Chiaramonte Gulfi is located in the province of Ragusa amidst the magic of the Iblei Mountains, which provide perfect soil for the cultivation of olives, especially the native cultivar known as “tonda.” It is an olive that the locals have always used at the table as it is particularly large with a good percentage of pleasant and sweet pulp.

The Cutrera family is one of the most important realities of Sicilian olive oil production. Founded by Giovanni Cutrera in 1979 and now led by his children, it processes olives from over 50 hectares of land. All the olives are found in the territory of the DOP Monti Iblei amidst cinematic landscapes that alternate the red colors of sun-baked clay with the silvery green of olives illuminated by the clear blue sky and the bright reflections of the sea in the distance.

Primo is an extra virgin olive oil that comes from the first pressing and thus retains all the pleasantness of the olives harvested early. It is very pleasant, enjoyable in its green fruity component, with notes of green apple that evolve over time into more citrus-like sensations. Its initial balsamic notes are very intriguing.

It is a oil that has a nice savoriness and a good tannic component that significantly brings out the characteristic pungency. But it is an ideal product for vegetable soups, for fish whether raw such as Sicilian Red Shrimp, or for grilled or raw scampi.

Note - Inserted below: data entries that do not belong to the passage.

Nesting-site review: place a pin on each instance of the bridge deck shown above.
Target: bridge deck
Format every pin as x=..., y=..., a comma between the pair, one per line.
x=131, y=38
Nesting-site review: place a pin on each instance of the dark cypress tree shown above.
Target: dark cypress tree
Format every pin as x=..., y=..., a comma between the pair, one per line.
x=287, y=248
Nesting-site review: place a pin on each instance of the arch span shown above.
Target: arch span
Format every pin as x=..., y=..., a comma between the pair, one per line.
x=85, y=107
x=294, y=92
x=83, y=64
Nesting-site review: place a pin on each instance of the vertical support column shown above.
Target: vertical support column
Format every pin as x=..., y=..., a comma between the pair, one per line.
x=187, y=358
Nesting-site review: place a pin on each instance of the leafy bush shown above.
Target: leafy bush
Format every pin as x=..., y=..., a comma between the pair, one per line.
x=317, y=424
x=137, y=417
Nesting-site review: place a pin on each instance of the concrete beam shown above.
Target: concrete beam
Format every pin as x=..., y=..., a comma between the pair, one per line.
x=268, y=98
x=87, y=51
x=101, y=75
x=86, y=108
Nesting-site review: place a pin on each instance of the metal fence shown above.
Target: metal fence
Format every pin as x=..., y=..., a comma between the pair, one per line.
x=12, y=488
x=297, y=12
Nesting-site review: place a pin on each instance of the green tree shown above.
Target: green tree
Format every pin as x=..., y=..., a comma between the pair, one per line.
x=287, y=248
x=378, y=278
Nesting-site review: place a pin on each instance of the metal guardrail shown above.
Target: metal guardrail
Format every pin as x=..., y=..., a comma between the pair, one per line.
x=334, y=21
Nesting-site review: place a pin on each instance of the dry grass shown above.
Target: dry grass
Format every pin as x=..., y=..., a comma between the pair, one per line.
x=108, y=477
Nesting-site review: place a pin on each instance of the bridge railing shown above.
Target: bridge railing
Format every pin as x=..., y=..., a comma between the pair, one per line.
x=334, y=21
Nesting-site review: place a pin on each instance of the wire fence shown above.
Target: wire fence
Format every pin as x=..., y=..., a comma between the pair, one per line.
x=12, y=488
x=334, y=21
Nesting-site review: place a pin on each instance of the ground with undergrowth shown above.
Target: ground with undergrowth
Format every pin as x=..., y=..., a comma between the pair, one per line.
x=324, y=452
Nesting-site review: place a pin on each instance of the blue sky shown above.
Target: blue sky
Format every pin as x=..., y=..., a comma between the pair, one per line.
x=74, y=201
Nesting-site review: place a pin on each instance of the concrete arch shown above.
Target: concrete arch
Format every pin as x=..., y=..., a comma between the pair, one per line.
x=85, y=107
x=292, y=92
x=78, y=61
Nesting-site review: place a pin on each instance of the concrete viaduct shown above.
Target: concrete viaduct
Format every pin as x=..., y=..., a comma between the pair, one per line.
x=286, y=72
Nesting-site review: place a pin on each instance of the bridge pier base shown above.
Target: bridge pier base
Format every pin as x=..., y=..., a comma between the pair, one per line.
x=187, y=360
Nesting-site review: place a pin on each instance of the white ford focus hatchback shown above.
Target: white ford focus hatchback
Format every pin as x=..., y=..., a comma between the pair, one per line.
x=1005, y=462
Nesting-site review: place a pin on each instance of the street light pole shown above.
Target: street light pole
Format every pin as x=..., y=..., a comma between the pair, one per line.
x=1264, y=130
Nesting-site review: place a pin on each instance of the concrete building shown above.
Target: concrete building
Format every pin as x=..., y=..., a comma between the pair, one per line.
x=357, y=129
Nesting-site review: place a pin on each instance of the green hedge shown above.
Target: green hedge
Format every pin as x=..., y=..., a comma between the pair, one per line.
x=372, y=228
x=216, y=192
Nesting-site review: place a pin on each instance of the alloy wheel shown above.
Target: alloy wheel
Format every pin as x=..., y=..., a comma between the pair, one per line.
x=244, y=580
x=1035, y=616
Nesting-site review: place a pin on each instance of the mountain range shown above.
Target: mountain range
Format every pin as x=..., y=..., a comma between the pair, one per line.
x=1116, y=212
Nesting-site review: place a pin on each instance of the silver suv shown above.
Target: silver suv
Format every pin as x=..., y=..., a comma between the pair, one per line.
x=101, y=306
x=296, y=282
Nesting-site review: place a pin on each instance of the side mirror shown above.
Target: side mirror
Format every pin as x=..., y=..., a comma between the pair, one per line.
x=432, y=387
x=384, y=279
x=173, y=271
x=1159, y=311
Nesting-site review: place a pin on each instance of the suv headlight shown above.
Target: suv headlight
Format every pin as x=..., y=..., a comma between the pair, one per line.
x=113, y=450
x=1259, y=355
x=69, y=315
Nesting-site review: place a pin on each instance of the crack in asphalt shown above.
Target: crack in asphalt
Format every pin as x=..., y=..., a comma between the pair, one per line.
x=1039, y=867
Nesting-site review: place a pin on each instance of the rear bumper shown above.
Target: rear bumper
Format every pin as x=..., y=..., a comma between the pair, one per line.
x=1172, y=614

Some drops on pasta with sardines enhance the aromatic value, bringing it to levels of unimaginable pleasantness.

It is great also with red meats, with tartare, and with Italian meat dishes.
On pasta it is excellent when used raw, both on simple tomato pasta and on pesto pasta. Ideal for garnishing stews, fish broths, and anchovy marinades.

Due to its slight spiciness, we also recommend it with a typical very aromatic Sicilian herb, steamed: the tender shoots!